Император Константин Багрянородный в «Рассуждениях о государственном управлении» - своеобразном политическом и духовном завещании своему сыну и наследнику Роману - писал, что «греческий огонь» составляет особую государственную тайну и что если варвары начнут допытываться о его составе, следует отвечать, что рецепт этой смеси лично вручил Константину ангел, строго-настрого запретив при этом передавать его другим народам. В подтверждение Константин приводил примеры, суть коих сводилась к тому, что те, кто плохо хранил тайну, были уничтожены «небесным огнем», едва только переступали порог храма.
Так значит, были все же и такие, кто плохо хранил тайну? Действительно, у императора имелись веские основания для такого внушения, ибо огонь этот явно был не только «греческим». Изобрели его греки, это верно. Но не в X веке, когда жил и царствовал Константин. Традиционно считается, что его открыл в 668 году грек Калиник из сирийского города Гелиополя (нынешний Баальбек в Ливане) и передал своим соотечественникам в 673 году, когда они отбивались от осаждавших Константинополь арабов. В 678 году таким огнем была уничтожена значительная часть арабского флота у побережья Памфилии, после чего Константинополь мог вздохнуть спокойно (правда, сами арабы приписывали свое поражение не столько огню, сколько воде: разыгравшаяся тогда же буря отправила на дно много их кораблей). Византия сохраняла монополию на это оружие до XII века. Опять же - так считается.

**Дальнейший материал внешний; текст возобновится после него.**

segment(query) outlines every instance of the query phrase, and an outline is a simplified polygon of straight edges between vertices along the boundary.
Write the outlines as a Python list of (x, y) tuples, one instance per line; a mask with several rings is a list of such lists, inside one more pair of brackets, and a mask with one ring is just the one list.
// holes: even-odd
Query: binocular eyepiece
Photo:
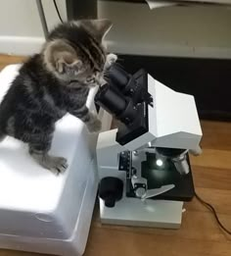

Есть рснования полагать, что «греческий огонь», может быть в несколько ином составе, был известен по крайней мере родосцам, применившим его против римлян в конце II века до н. э., а возможно, его знали даже во времена осады Трои. В первом столетии нашей эры «зажигательные снаряды», по словам историка Тацита, употребляли римляне, а в пятом или шестом их упоминают легенды об Артуре, сложившиеся, правда, много времени спустя после его гибели. Согласно преданиям, «дикий огонь» (не «греческий»!) применяли бритты против арабских пиратов при нападении их на Британию: «Случилось однажды, что неверные сарацины высадились на берег Корнуэлла вскоре после ухода саксонцев. Когда добрый принц Бодуин узнал, где они высадились, он тайно и скоро собрал в том месте своих людей. И еще до наступления дня он повелел развести дикие огни на трех своих кораблях, поднял вдруг паруса, подошел по ветру и вторгся в самую гущу сарацинского флота. И говоря коротко, с этих трех кораблей огонь перекинулся на суда сарацинов и спалил их, так что ни одного не осталось.
Снаряды «жидкого огня». Реконструкция.
А на рассвете доблестный принц Бодуин и его дружина с кликами и возгласами напали на неверных, перебили их всех числом сорок тысяч и ни одного не оставили в живых». Возможно, впрочем, что речь идет здесь о брандерах - судах, начиненных горючими материалами, подожженными и пущенными по ветру на неприятеля. Текст допускает и такое толкование. Но это могло быть и какое-то подобие «греческого огня», в то время уже известного многим. В 1185 году такое оружие применяли половецкие воины, метавшие его из специальных ручных приспособлений.